Nel 2002 inizia il progetto di riordino fondiario del fulcro dell'ex feudo reale, appartenuto a Sua Maestà il Re Filippo IV di Spagna e di Sicilia, concesso alla famiglia Serramarrocco. In questo podere storico, il Barone ha deciso di rispolverare una storia già impressa nelle radici di questa splendida terra. Come una fenice, quindi, torna con grande maestria la produzione vitivinicola grazie al Barone Marco di Serramarrocco. Sebbene il sogno di creare un'azienda vinicola fosse del padre, ci pensò l'attuale Barone ad esaudirlo, dopo quindici anni passati all'estero. La Tenuta conta 55 ettari di cui 20 a vigneto. Lo straordinario territorio siciliano è il grado di esprimere molteplici biodiversità, tanto da creare vini dalle caratteristiche molto differenti ma uniche nel loro genere.

L'azienda gode di una particolare posizione panoramica con vista sulle bellissime Isole Egadi e sul bosco della Montagna Grande. Immaginate di trovarvi immersi in quella tipica media collina siciliana dove, tra una macchia e l'altra, il mare fa capolino; siamo ad Erice (Trapani), nella Sicilia delle leggende. Su questo terreno, dove il mitico gigante Eryx si scontrò con Eracle (Ercole), avviene oggi una viticoltura di qualità, derivante da un medio impasto calcareo - argilloso, parzialmente limoso e ricco di scheletro.

 

Crus, produzione e tecniche

Riconosciuta dalla Regione Sicilia come prima Erice D.O.P della provincia di Trapani, la Vigna di Serramarrocco si distingue in sei crus così denominati: Vigna del Capitano, Sammarcello,Sammichele,Sakkara, Quojane e Baglio. La superficie vitata è di circa 22 ettari ed è caratterizzata da terreni molto fertili. Gli appezzamenti, coltivati nella maggior parte con sistemi di allevamento ad alta densità per ettaro che variano dai 6250 ai 9524 ceppi per ettaro, sono destinati a una produzione di bassa resa, tale da garantire la massima estrazione qualitativa delle singole vigne. Ad oggi, i vitigni coltivati sono: Pignatello, Nero d'Avola, Cabernet Franc, Cabernet Sauvignon, Zibibbo, Grillo ed altre varietà autoctone a scopo sperimentale. Le uve di ogni vigneto vengono vinificate separatamente in vasche d'acciaio con lunga macerazione, ad una temperatura controllata di 26-28°c, dove il contatto prolungato delle vinacce con il mosto permette la massima estrazione del contenuto delle bucce, delle sostanze tanniche e dei pigmenti degli antociani, che consentiranno al vino un lungo invecchiamento e stabilità nel tempo.

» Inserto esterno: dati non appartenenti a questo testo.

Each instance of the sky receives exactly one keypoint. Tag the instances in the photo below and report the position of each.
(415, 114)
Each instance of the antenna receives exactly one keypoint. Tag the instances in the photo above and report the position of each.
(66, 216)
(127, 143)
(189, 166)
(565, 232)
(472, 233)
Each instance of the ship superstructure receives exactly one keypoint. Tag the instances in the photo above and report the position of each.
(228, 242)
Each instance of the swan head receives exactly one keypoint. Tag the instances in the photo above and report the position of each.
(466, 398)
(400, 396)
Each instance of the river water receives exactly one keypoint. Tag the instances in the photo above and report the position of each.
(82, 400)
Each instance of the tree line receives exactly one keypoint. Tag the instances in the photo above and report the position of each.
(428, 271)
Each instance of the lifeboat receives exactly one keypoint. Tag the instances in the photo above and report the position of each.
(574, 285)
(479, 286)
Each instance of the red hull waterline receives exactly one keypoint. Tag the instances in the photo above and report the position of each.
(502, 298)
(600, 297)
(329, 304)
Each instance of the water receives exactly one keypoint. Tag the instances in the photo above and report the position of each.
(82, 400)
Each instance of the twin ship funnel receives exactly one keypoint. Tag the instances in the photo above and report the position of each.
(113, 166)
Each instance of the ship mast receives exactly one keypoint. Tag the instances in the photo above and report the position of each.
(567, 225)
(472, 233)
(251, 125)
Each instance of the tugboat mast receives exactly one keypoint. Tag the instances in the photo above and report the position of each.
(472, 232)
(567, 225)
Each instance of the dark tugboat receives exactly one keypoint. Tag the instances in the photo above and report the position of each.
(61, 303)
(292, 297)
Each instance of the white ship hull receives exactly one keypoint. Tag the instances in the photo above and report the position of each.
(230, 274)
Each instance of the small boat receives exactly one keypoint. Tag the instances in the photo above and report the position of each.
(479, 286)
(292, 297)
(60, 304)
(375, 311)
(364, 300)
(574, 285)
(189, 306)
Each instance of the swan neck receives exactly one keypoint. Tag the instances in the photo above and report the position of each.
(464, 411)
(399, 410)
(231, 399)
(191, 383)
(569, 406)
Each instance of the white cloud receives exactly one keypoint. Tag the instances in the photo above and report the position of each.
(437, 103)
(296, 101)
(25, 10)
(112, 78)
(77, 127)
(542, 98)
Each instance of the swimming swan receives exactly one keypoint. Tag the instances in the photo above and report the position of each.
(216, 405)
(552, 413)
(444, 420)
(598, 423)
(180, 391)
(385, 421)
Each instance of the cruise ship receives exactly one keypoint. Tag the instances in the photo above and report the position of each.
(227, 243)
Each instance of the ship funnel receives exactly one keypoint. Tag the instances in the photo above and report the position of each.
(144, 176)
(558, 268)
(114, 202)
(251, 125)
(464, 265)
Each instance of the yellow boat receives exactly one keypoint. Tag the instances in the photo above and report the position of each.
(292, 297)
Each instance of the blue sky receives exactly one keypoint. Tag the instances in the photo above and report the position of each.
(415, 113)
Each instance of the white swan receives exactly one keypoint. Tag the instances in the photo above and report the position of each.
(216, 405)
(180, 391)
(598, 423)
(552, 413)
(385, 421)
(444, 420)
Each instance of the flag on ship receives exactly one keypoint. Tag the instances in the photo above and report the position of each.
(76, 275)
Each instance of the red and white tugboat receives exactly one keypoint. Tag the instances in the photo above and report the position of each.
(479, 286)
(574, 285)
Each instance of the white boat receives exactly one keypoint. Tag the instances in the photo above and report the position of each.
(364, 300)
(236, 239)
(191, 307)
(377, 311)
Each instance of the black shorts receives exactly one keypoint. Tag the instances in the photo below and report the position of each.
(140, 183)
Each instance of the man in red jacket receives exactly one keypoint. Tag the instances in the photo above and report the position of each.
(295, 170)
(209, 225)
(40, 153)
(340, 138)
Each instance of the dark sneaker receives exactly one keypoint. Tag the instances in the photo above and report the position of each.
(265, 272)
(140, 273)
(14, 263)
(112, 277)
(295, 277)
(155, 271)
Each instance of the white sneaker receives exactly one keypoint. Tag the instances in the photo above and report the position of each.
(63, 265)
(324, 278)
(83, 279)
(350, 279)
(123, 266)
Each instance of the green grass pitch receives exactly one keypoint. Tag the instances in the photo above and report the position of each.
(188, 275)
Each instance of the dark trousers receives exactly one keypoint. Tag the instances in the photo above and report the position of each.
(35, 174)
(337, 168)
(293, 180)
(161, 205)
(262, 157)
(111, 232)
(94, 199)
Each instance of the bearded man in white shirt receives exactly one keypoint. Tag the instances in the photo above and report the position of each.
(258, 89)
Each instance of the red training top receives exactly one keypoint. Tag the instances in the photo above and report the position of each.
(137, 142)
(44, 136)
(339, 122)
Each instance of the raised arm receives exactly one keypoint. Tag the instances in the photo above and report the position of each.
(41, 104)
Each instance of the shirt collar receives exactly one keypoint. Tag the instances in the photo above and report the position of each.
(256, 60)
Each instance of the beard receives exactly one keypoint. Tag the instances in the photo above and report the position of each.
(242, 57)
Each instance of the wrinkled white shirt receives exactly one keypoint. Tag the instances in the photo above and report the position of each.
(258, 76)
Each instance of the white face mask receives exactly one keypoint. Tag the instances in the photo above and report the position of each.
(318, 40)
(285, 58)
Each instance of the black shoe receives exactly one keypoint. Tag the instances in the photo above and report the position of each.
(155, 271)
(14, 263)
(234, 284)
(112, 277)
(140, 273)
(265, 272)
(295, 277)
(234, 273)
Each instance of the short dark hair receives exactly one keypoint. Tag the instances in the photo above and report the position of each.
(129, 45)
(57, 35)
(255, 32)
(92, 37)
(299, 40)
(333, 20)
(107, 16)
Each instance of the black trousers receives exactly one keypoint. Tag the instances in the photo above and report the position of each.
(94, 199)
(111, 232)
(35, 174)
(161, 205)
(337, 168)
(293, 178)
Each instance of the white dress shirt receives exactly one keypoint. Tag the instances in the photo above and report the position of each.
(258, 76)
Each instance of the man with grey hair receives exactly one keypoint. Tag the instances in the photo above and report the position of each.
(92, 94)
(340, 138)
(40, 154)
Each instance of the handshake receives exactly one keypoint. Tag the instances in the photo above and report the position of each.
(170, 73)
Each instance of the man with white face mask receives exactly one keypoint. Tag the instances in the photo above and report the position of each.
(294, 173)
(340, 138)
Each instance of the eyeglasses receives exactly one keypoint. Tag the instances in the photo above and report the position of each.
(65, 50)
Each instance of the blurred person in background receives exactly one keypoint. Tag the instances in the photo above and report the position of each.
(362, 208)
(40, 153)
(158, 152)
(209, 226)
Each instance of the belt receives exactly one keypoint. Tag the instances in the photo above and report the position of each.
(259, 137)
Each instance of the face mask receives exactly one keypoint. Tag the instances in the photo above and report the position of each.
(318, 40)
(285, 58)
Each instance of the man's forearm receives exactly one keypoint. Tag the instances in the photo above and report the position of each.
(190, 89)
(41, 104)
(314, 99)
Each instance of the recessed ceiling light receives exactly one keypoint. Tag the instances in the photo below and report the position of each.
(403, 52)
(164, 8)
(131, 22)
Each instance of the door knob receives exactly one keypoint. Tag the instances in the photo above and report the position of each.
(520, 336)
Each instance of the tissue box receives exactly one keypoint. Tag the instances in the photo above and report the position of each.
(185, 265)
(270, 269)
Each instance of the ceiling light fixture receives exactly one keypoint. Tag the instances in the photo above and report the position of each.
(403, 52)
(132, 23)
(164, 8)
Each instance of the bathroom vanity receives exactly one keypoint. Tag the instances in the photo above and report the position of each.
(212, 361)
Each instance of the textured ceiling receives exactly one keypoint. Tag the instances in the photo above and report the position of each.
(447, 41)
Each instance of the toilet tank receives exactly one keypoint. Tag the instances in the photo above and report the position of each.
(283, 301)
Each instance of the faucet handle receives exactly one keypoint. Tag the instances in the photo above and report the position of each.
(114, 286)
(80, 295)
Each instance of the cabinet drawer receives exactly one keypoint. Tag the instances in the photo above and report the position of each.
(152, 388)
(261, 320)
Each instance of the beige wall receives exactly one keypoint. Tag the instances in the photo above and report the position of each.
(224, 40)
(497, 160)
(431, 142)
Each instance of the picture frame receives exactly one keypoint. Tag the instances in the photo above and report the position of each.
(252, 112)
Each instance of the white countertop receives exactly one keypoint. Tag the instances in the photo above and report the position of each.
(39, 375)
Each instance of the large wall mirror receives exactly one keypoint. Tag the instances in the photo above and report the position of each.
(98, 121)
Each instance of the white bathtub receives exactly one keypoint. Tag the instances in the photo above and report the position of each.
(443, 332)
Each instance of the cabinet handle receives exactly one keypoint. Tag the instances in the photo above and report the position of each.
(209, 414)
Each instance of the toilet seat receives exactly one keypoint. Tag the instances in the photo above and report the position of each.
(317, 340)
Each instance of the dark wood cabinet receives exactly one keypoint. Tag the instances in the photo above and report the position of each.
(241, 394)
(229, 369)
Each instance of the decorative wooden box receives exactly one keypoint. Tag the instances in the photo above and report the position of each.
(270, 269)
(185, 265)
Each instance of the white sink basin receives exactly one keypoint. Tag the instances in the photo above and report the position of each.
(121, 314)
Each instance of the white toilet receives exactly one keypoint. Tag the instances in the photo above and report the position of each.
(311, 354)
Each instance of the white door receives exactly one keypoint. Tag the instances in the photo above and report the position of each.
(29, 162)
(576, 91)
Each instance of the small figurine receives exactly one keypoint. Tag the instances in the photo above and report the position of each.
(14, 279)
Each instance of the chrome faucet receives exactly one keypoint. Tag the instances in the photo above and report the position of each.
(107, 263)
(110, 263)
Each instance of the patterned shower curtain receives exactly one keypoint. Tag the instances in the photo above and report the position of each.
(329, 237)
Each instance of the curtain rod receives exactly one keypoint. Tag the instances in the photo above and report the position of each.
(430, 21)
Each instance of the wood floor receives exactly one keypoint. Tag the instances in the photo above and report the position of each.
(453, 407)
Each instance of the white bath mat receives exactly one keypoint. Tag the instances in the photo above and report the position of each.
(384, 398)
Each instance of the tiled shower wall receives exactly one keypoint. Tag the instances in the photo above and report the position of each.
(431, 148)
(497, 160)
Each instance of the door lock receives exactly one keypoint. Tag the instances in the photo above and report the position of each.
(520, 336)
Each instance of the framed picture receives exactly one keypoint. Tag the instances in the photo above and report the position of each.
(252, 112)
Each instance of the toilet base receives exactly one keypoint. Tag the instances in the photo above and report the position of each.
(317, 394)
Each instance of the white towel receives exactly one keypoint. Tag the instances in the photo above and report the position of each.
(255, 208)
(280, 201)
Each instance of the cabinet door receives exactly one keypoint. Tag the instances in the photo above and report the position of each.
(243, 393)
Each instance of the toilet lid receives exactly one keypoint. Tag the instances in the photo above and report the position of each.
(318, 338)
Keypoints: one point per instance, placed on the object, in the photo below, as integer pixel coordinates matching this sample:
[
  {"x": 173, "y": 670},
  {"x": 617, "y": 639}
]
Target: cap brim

I vini prodotti con le uve a bacca rossa raccolte nella Vigna del Capitano e nei vigneti di Sammarcello, Sammichele e Sakkara, vengono elevati in barriques di rovere Troncais di Allier di primo e secondo passaggio della capacità di 300lit, per un periodo che varia dai 6 ai 18 mesi secondo la tipologia e l'annata. Tale processo di affinamento avvia la "microssigenazione" che consente al vino di assumere naturalmente la giusta quantità di ossigeno mediante l'intervento dell'acetaldeide, che attiva la combinazione degli antociani con i tannini la cui polimerizzazione, stabilizza il colore e l'equilibrio del vino, garantendone la conservazione del patrimonio organolettico originario e la sua longevità.

I vini non vengono necessariamente filtrati e, qualora necessario, tale processo viene effettuato con estrema moderazione al fine di preservare la complessità strutturale di ogni tipologia. Alla fermentazione alcolica segue la fermentazione malolattica che viene favorita mantenendo il vino ad una temperatura intrno ai 20°c in vasche di acciaio termo-condizionante.

 

Vini

Il podio, in cantina, è riservato al Barone di Serramarrocco, eccellente espressione del Pignatello in purezza, rara ed antica varietà del territorio Trapanese. Elevato in tonneaux nuovi di Troncais Allier da 500lit. di secondo passaggio e media tostatura per 18 mesi, affinamento in bottiglia di 10 mesi: prima annata 2006. Altra grande bottiglia è il Nero di Serramarrocco, rosso mediterraneo e tipica espressione del Nero d'Avola che lo compone in purezza. Elevato in tonneaux di Trocais di Allier di 500lit. di secondo passaggio e media tostatura per 8 mesi, affinamento in bottiglia di 6 mesi: prima annata 2002. L'ultima menzione è riservata per il Quojane di Serramarrocco, Zibibbo in purezza e vinificato secco.